“This is so stupid! I don’t even want to be here!”
Despite the slight lisp caused by my braces, I spoke with all the angst a high school senior could muster. The place from which I sounded so desperate to escape was an audition for my high school’s production of The Music Man. Before my mirror at home, I played a fine Eulalie Mackechnie Shinn (though, realistically, I expected to have a better chance as one of the “pick a little, talk a little” ladies). But in a large room surrounded by my peers, the only emotion I could produce was fear. That being socially unacceptable as an American teen, I promptly drowned it with a thick layer of disdain. My comment was not meant to be heard or, if so, only by my closest friend sitting next to me. However, immediate eye contact with the teacher confirmed she had heard it as well.

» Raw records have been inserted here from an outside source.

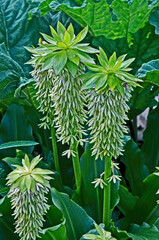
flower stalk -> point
(107, 193)
(28, 187)
(110, 87)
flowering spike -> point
(28, 186)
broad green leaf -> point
(90, 82)
(54, 34)
(91, 198)
(100, 82)
(59, 61)
(151, 141)
(72, 67)
(14, 127)
(81, 35)
(127, 200)
(86, 49)
(100, 22)
(67, 38)
(126, 63)
(10, 73)
(112, 81)
(112, 60)
(103, 55)
(48, 38)
(48, 63)
(143, 232)
(70, 30)
(150, 72)
(154, 20)
(146, 204)
(71, 212)
(84, 57)
(17, 144)
(55, 233)
(136, 171)
(121, 89)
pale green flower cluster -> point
(44, 85)
(28, 186)
(69, 103)
(107, 111)
(102, 234)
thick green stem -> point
(107, 193)
(97, 195)
(76, 165)
(54, 148)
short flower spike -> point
(102, 234)
(58, 62)
(62, 50)
(28, 186)
(110, 87)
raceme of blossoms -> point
(64, 55)
(157, 174)
(102, 234)
(111, 87)
(44, 85)
(28, 186)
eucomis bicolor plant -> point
(110, 87)
(61, 59)
(28, 187)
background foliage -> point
(129, 26)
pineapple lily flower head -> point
(28, 186)
(62, 50)
(27, 176)
(112, 73)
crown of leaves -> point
(25, 177)
(112, 73)
(62, 50)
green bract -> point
(58, 62)
(110, 86)
(28, 186)
(112, 73)
(62, 50)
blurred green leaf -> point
(136, 171)
(77, 221)
(144, 232)
(14, 127)
(101, 22)
(154, 20)
(151, 140)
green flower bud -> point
(28, 186)
(44, 84)
(64, 55)
(111, 88)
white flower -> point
(114, 178)
(99, 182)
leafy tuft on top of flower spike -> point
(62, 50)
(25, 177)
(27, 192)
(112, 73)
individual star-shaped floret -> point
(25, 177)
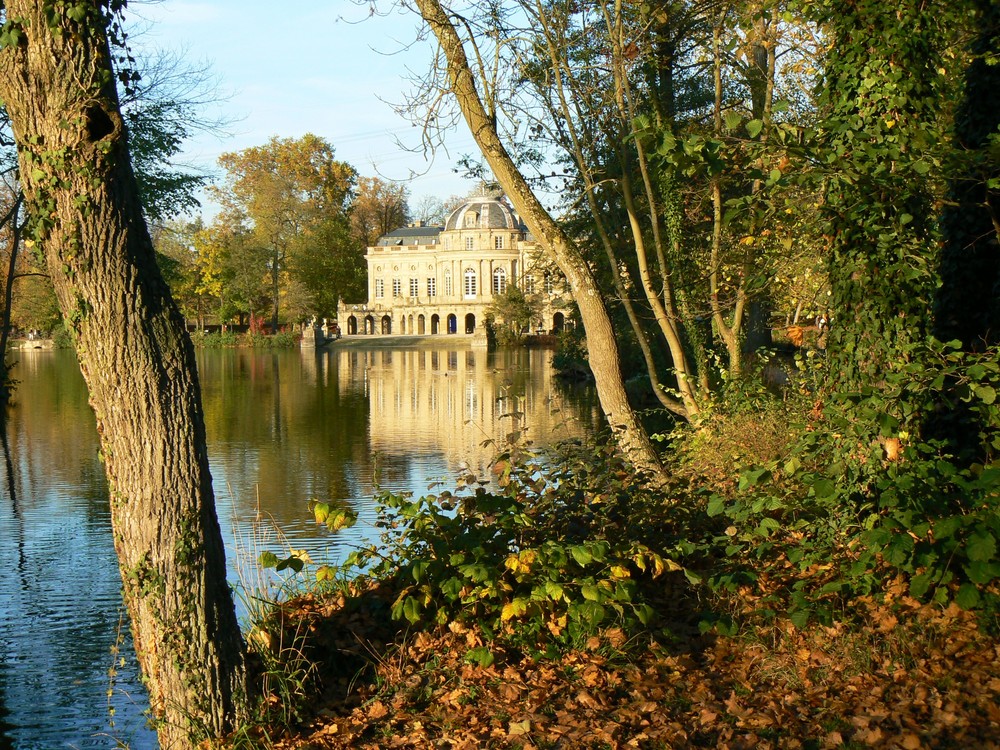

I was not Eulalie Mackechnie Shinn my senior year. My good friend stole the show with that role; and she was superb! Neither was I one of her chatty friends, nor even a towns person. I may be wrong; but the way I remember it, I was the only member of the senior class who auditioned but did not get a single part, speaking or otherwise.
And I knew exactly why.
I have often wondered how things might have been different if the teacher had pulled me aside to discuss my comment. It surprised me that she didn’t see behind the teenage façade to the fearful adolescent inside.
This episode was important in my life journey, having both a negative and a positive result. Negatively, I have never braved another theater audition in the 20+ years since that day. I have always loved to sing. I adore watching dance – it’s something that I always wanted to learn. I did take half a semester of an acting class and enjoyed it. Yet, even with friends encouraging me to audition, I have not gathered the self-confidence to go for it. The closest I’ve come to the theater has been joyfully choreographing small groups and choir motions for children’s choir musicals at our church in Virginia.
The positive outcome showed itself a mere six months later when I left my home state of Michigan to go to Liberty University, 12 hours away in Virginia. There, I found the courage to push away my fears of being unknown to reach out and meet new people. Rather than hiding myself away, I signed up for activities and socials and did everything I could to make friends, giving me a thoroughly positive college experience.
This was an inciting incident in my life.
I share my story as part of a synchroblog to celebrate the release of Inciting Incidents (Moody Press), a book featuring the stories of my online friend, Tracee Persiko, and five other creatives who share honestly about surviving life’s difficulties while attempting to do great things. You can read other bloggers’ inciting incident stories or post one of your own on the Stories page, here. If you don’t have a blog, feel free to share a brief story in the comments.
Tracee said it best in her blog post today,
“Some incidents we don’t invite or ask for, but they happen. Change is sometimes forced on us. Every circumstance comes with decisions to make in how to handle them. The fork in the road speaks of paths that will either lead to healing, or further pain…My hope is that we can encourage and find hope through one another’s life lessons.”